An dieser Länge der Herleitungen sieht man, wie die Informationslage tatsächlich ist. Hörensagen deLuxe.
Diese Nachricht würde aber absolut Sinn ergeben. Und sich zudem mit dem Video decken.

BM-21 von 1963 auf Ural-375D LKW

Bei diesen 9M22C handelt es sich aber nicht um „Granaten“, sondern um einen von vielen verschiedenen Gefechtsköpfen, die auf Raketen beispielsweise von dem BM-21 aus verschossen werden. Dieses 1963 eingeführte Waffensystem ist in der Ukraine im Einsatz.

Die Angaben widersprechen sich auch da. Einmal sollen es 9M22C gewesen sein, einmal 9M22S. Der Unterschied ist offenbar, dass die eine Rakete mit Thermit und die andere mit Magnesium ausgestattet ist. In beiden Fällen wäre es aber weder Phosphor, noch wäre es eine Bombe.

Und tatsächlich kann es sich dabei nicht um die beschrifteten Bomben halten, die auf den Bildern zu sehen sind. Denn die 9M22 haben das Format eines Laternenpfahls und der Beschriftende hätte mit Kugelschreiber schreiben müssen.

Fazit

Brandgeschosse sind verabscheuungswürdig. Trotzdem werden sie seit Jahrzehnten weitreichend und von allen Seiten eingesetzt. Ein solcher Angriff wäre also nichts außergewöhnliches und mit sehr hoher Wahrscheinlichkeit auch nicht „illegal“.

World Press Photo 1972:
In der Mitte die 9-jährige Kim Phúc
#GebtdenOpfernihreNamen

Offensichtlich wurde das Stahlwerk Mariupol in einem von vielen Angriffen auch mit Brandgeschossen angegriffen. Zumindest Teile davon. Das ist unsensationell völlig glaubwürdig.

Daraufhin melden ukrainische Quellen, namentlich mindestens der Stadtabgeordnete Andrjuschtschenko, das dramaturgisch aufbereitet und mit Fotos und Videos aus unbekannten Quellen versehen auf Telegram. Die Medien greifen dies auf, mindestens das Redaktionsnetzwerk Deutschland. Mit hoher Wahrscheinlichkeit auch Agenturen, weshalb die Meldungen überraschend gleich und ungenau und sogar falsch sind. Aus Brandwaffen werden Phosphorbomben.

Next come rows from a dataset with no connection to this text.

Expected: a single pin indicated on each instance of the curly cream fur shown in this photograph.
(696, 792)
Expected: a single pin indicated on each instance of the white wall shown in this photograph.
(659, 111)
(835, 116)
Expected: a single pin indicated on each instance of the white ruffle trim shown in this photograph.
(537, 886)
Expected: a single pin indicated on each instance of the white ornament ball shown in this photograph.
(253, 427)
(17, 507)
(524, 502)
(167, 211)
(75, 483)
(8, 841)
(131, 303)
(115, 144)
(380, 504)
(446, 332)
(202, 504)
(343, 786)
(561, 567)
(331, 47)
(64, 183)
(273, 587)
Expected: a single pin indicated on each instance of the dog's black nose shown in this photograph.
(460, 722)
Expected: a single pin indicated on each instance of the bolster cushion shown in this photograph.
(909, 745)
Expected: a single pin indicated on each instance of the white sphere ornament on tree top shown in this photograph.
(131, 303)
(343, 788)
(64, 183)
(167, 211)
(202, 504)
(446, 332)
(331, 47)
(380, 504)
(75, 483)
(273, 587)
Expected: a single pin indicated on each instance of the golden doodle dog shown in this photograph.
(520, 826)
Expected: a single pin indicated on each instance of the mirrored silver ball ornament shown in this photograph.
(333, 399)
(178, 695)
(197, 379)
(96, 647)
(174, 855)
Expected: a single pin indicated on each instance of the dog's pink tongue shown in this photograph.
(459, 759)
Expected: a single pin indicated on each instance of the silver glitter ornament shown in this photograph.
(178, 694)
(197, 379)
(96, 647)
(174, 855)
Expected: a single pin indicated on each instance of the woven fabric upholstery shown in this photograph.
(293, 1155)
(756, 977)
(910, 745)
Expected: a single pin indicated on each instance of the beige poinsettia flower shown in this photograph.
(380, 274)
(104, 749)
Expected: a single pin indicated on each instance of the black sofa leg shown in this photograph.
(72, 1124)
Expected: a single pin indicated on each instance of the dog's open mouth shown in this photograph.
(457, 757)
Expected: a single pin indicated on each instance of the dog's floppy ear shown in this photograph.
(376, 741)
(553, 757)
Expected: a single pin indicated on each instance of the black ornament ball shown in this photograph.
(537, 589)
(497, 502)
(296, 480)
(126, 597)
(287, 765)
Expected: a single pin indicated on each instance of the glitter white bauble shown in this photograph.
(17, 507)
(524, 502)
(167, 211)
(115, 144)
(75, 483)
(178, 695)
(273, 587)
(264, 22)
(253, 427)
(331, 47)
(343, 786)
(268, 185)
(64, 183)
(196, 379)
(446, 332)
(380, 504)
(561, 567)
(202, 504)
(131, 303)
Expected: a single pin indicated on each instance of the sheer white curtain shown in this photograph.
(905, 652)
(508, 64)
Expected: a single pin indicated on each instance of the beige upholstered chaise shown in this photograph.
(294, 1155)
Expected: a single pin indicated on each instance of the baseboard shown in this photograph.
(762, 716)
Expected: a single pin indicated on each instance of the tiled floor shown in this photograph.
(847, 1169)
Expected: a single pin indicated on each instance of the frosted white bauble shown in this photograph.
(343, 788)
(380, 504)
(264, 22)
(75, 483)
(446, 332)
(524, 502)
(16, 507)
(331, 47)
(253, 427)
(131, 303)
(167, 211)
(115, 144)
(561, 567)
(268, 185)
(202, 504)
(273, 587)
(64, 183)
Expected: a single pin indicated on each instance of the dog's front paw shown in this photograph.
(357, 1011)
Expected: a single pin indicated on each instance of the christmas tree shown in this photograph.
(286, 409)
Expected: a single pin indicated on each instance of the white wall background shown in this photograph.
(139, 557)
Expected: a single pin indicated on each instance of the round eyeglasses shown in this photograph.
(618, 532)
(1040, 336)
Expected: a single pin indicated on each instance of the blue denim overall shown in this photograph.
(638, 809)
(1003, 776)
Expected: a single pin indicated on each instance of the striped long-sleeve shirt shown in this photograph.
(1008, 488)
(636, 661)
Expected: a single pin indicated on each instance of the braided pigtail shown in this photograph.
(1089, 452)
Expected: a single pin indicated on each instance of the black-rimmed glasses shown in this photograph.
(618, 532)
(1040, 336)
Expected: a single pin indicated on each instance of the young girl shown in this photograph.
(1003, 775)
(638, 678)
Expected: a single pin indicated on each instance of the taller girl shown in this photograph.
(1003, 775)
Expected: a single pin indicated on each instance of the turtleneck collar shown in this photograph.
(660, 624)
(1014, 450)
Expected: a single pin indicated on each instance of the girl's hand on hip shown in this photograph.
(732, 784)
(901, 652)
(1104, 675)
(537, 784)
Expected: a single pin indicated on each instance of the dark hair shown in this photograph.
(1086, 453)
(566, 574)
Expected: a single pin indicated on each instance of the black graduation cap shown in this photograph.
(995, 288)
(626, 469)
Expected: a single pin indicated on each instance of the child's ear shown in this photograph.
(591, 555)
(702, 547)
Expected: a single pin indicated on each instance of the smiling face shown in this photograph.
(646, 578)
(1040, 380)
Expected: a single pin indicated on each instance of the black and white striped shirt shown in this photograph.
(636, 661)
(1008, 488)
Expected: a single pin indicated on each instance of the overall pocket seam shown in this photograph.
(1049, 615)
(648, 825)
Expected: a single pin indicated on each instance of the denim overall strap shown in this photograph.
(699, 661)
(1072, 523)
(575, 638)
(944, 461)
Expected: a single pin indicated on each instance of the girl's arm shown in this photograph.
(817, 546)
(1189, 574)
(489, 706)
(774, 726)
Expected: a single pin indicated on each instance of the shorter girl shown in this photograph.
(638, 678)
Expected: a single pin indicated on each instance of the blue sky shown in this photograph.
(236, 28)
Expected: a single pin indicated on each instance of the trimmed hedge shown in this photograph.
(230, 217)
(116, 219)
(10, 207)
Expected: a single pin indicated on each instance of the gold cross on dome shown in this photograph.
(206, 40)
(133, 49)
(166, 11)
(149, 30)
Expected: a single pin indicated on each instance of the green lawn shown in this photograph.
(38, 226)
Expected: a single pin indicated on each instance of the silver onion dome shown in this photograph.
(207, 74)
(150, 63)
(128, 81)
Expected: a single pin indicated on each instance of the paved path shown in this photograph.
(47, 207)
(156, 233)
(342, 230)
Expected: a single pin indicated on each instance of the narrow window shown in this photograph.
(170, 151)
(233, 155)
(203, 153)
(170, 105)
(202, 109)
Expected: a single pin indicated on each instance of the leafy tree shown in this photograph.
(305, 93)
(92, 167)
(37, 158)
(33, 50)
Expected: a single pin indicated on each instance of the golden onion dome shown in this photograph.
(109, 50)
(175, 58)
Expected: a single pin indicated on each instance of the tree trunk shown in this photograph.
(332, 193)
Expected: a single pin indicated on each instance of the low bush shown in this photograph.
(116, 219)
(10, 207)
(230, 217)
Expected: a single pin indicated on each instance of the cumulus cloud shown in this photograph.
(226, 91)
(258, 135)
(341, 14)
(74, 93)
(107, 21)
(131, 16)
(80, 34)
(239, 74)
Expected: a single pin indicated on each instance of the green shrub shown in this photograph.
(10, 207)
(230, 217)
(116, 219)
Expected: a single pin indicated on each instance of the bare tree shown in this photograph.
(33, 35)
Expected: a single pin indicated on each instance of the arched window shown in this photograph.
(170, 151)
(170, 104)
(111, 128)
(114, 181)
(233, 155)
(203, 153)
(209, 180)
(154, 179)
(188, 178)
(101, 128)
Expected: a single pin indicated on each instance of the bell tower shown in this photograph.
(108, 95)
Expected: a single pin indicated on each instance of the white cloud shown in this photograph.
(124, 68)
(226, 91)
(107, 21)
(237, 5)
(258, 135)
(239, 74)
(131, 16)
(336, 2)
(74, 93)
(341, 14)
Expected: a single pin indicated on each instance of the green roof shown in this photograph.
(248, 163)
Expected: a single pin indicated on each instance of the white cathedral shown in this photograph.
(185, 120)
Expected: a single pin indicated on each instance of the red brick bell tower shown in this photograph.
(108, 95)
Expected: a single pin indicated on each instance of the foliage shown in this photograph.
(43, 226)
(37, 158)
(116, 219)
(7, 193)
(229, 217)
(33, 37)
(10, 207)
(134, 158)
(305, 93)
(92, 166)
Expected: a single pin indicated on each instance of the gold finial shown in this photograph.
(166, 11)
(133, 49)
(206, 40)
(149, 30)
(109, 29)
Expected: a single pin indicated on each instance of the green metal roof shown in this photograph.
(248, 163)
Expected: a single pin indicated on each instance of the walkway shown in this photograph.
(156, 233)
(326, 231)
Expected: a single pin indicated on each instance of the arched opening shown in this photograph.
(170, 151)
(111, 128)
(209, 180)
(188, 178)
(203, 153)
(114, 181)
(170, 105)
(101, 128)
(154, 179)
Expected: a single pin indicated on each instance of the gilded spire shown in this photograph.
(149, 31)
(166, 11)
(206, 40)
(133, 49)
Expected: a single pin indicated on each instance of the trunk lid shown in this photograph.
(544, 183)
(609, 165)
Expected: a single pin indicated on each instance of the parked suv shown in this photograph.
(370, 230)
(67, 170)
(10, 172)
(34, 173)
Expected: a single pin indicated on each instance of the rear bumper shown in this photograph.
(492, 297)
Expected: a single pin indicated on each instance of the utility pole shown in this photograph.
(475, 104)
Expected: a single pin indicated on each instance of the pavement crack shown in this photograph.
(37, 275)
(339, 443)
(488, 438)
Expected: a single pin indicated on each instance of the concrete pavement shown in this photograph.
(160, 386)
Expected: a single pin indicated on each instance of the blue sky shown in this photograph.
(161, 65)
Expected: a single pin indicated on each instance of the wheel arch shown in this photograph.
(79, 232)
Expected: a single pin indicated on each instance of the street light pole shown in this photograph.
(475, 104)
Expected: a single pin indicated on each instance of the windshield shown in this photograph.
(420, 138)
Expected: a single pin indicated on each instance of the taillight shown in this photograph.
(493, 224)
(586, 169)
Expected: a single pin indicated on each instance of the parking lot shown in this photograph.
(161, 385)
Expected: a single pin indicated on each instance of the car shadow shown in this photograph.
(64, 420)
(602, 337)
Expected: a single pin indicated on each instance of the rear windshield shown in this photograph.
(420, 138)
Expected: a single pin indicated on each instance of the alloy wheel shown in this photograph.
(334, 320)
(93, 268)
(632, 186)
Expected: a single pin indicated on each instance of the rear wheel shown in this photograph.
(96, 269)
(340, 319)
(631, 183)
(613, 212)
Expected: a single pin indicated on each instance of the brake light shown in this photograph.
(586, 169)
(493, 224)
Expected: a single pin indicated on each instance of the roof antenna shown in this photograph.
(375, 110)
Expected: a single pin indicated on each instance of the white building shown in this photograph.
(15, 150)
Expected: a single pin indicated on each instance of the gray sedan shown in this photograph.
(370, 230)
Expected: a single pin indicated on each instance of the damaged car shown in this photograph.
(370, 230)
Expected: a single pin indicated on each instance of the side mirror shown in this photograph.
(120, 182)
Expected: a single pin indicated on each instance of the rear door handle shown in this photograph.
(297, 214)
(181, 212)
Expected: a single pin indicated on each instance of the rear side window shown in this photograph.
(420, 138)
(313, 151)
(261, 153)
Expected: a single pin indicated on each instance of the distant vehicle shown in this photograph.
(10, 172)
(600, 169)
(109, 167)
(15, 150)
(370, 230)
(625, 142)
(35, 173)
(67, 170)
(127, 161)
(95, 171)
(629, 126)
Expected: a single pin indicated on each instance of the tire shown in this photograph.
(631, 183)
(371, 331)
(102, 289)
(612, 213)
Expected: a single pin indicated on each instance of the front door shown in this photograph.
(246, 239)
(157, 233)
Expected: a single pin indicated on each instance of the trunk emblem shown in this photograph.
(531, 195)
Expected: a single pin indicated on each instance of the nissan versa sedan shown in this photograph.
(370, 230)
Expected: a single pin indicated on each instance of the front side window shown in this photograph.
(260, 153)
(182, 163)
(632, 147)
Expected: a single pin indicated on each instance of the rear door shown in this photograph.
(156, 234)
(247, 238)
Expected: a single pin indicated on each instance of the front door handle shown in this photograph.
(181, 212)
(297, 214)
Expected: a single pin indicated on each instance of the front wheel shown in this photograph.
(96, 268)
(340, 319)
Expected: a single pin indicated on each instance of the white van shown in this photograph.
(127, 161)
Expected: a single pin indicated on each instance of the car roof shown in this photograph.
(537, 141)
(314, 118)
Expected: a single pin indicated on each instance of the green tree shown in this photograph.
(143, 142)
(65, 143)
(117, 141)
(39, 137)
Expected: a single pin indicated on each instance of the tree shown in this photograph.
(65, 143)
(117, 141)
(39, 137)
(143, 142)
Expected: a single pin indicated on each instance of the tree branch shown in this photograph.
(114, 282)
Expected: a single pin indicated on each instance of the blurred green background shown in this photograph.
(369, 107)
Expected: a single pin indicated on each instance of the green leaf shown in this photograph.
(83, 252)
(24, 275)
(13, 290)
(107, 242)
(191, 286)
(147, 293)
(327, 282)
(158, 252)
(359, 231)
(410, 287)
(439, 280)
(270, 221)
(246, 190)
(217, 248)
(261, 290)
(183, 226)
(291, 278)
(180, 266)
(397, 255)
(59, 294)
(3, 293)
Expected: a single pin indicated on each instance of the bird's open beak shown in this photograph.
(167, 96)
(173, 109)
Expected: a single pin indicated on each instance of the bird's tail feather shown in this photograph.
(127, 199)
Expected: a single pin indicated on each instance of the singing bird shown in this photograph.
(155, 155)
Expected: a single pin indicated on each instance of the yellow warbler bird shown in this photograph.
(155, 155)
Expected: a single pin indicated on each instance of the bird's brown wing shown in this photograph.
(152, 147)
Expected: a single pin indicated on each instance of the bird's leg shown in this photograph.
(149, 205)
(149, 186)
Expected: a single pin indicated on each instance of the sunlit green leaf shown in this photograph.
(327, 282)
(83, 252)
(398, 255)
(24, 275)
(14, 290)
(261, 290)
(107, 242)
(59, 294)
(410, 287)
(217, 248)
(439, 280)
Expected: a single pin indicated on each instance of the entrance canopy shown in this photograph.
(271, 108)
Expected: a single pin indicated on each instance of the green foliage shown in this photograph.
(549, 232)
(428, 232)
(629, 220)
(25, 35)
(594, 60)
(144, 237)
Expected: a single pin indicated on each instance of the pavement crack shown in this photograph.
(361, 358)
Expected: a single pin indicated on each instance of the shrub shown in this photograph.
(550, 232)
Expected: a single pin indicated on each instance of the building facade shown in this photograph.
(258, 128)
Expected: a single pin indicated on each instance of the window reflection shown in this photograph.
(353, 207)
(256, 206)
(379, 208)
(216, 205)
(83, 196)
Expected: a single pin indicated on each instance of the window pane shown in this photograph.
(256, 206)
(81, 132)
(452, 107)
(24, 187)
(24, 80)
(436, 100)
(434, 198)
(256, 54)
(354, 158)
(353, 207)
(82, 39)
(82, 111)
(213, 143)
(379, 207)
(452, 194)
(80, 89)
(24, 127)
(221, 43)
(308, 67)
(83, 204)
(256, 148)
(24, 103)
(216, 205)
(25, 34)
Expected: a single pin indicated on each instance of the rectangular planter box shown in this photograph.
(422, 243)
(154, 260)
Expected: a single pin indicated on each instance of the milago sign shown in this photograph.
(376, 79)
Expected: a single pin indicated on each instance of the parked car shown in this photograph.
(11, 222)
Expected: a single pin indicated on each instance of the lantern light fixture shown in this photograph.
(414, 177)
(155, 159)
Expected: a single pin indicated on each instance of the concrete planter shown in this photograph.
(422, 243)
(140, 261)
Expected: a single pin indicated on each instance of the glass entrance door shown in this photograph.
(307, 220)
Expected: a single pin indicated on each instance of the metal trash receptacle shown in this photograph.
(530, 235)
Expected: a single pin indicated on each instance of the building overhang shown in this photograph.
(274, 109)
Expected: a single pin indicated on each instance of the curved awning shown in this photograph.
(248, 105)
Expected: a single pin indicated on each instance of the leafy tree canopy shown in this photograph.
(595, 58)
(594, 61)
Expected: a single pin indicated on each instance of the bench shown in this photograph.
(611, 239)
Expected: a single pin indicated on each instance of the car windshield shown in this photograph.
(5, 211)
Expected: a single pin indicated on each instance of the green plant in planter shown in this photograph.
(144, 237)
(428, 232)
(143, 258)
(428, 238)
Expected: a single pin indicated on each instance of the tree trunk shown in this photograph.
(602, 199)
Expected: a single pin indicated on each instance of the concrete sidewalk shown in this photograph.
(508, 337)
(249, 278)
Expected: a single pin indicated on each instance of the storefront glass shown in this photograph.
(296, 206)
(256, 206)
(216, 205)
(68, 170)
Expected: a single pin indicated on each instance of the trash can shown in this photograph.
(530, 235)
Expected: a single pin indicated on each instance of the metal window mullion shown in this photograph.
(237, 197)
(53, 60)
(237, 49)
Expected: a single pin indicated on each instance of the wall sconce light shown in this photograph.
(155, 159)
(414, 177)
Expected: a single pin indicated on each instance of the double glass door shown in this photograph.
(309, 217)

Bei den Lesern entsteht der Eindruck, Russland hätte ausnahmsweise oder mal wieder ein verbotene Waffe eingesetzt. Als Bomben von Flugzeugen aus. Und könne dafür bestraft werden. Vor allem entsteht der Eindruck eines in die Ecke gedrängten Putin, der zum Äußersten greift. (Der weiß da wahrscheinlich gar nix von.)
Das erzeugt Klicks. Und es verhindert den Blick auf das Wesentliche.